Compute the Bayesian information criterion (BIC) \(\mathrm{BIC}_\mathbf{C}\) (Chen and Guo, 2019, p. 29), which is computed using mean square error \(\mathrm{MSE}_\mathbf{C}\) as

$$\mathrm{MSE}_\mathbf{C} = \frac{1}{n}\sum_{i=1}^n \bigl(\mathbf{C}_n(u_i,v_i) - \mathbf{C}_{\Theta_m}(u_i, v_i)\bigr)^2\mbox{ and}$$ $$\mathrm{BIC}_\mathbf{C} = m\log(n) + n\log(\mathrm{MSE}_\mathbf{C})\mbox{,}$$

where \(\mathbf{C}_n(u_i,v_i)\) is the empirical copula (empirical joint probability) for the \(i\)th observation, \(\mathbf{C}_{\Theta_m}(u_i, v_i)\) is the fitted copula having \(m\) parameters in \(\Theta\).
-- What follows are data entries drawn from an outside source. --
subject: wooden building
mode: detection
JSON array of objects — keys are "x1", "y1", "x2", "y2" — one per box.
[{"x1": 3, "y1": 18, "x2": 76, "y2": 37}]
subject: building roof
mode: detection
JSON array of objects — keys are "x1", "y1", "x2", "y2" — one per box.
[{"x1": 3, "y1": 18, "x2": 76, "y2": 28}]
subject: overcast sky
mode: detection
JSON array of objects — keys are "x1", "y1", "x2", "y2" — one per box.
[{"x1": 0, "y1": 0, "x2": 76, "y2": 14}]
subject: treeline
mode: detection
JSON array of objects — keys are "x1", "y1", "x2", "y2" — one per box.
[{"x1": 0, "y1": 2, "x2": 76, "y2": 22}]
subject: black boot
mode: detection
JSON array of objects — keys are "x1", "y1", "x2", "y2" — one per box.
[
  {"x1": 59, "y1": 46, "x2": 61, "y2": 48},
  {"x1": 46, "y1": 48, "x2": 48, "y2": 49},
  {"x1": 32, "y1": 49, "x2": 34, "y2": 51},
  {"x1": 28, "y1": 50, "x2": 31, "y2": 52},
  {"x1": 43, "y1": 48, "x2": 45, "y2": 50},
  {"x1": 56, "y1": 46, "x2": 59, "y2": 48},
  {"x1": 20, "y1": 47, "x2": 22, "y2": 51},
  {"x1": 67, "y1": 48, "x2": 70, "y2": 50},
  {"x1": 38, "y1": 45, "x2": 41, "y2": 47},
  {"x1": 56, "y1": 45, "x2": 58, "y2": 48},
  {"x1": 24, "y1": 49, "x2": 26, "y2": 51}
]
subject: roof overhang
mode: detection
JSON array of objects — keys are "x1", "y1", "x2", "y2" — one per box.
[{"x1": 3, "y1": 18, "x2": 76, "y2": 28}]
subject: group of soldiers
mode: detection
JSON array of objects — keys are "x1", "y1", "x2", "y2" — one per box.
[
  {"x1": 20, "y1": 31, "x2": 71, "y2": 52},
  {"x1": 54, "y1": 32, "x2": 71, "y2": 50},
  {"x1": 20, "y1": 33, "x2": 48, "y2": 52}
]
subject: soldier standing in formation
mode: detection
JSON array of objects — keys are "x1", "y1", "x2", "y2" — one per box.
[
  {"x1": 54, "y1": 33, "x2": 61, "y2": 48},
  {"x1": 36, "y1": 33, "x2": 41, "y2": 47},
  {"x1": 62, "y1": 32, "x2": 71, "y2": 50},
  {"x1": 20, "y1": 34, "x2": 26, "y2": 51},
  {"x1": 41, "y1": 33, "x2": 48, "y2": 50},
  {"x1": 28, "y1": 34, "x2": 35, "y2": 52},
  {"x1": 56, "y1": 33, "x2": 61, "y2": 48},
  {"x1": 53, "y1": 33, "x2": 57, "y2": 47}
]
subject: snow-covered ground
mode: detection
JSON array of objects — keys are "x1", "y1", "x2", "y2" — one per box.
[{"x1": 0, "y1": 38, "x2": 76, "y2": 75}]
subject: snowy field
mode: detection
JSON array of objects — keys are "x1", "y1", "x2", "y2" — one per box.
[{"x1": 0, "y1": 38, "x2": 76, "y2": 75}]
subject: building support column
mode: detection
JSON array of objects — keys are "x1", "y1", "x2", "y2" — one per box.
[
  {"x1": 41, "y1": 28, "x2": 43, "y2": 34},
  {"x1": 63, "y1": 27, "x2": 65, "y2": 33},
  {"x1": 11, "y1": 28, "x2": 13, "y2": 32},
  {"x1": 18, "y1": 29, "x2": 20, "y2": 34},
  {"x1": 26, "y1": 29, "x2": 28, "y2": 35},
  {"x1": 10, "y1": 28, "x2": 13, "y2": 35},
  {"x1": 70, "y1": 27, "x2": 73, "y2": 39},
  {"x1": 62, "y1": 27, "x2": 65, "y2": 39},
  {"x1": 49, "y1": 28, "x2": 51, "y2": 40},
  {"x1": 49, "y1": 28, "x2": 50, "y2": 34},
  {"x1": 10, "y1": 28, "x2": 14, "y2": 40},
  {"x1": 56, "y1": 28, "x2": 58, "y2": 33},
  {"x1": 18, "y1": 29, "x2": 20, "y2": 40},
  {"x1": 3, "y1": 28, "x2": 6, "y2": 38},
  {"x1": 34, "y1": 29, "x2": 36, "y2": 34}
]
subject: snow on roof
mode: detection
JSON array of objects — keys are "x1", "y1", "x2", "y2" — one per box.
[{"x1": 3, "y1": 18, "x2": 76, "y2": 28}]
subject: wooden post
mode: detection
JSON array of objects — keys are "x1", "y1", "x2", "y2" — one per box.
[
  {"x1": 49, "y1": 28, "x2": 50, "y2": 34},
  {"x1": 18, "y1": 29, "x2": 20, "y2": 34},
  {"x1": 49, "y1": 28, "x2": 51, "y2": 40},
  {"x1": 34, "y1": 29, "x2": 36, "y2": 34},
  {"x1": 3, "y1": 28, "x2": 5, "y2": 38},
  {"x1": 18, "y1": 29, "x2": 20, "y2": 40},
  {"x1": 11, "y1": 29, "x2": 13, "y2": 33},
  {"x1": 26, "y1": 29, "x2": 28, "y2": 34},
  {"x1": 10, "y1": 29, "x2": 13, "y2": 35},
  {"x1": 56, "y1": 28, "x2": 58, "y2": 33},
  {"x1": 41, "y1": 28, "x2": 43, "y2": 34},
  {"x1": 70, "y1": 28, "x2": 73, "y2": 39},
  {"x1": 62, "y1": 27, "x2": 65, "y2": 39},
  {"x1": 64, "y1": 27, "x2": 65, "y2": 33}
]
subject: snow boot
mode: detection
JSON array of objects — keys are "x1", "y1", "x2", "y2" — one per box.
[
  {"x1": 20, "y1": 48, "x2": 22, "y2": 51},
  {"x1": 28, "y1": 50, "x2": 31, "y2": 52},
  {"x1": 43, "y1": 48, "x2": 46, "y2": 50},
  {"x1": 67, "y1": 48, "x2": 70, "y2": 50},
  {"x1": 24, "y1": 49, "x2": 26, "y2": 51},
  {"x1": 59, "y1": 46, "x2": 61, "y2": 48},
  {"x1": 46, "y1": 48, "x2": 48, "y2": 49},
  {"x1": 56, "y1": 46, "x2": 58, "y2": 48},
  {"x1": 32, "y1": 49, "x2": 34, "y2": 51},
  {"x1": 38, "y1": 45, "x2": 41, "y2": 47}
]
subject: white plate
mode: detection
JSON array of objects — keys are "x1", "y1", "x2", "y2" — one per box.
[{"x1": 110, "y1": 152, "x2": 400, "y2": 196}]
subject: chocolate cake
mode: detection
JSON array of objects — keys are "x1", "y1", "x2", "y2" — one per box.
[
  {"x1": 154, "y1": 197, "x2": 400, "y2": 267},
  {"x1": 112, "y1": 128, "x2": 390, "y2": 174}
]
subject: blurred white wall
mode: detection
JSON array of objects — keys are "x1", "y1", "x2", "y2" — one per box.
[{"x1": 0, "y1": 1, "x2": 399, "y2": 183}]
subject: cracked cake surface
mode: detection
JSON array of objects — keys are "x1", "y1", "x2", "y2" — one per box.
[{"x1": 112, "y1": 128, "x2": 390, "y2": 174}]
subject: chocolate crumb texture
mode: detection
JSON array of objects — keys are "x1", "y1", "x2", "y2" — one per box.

The \(\mathbf{C}_n(u_i,v_i)\) comes from EMPIRcop. The \(\mathrm{BIC}_\mathbf{C}\) is in effect saying that the best copula will have its joint probabilities plotting on a 1:1 line with the empirical joint probabilities, which is an \(\mathrm{BIC}_\mathbf{C} = -\infty\). From the \(\mathrm{MSE}_\mathbf{C}\) shown above, the root mean square error rmseCOP and Akaike information criterion (AIC) aicCOP can be computed. These goodness-of-fits can assist in deciding on one copula favorability over another, and another goodness-of-fit using the absolute differences between \(\mathbf{C}_n(u,v)\) and \(\mathbf{C}_{\Theta_m}(u, v)\) is found under statTn.

Usage

bicCOP(u, v=NULL, cop=NULL, para=NULL, m=NA, ...)

Arguments

Value

The value for \(\mathrm{BIC}_\mathbf{C}\) is returned.

References

Chen, Lu, and Guo, Shenglian, 2019, Copulas and its application in hydrology and water resources: Springer Nature, Singapore, ISBN 978--981--13--0574--0.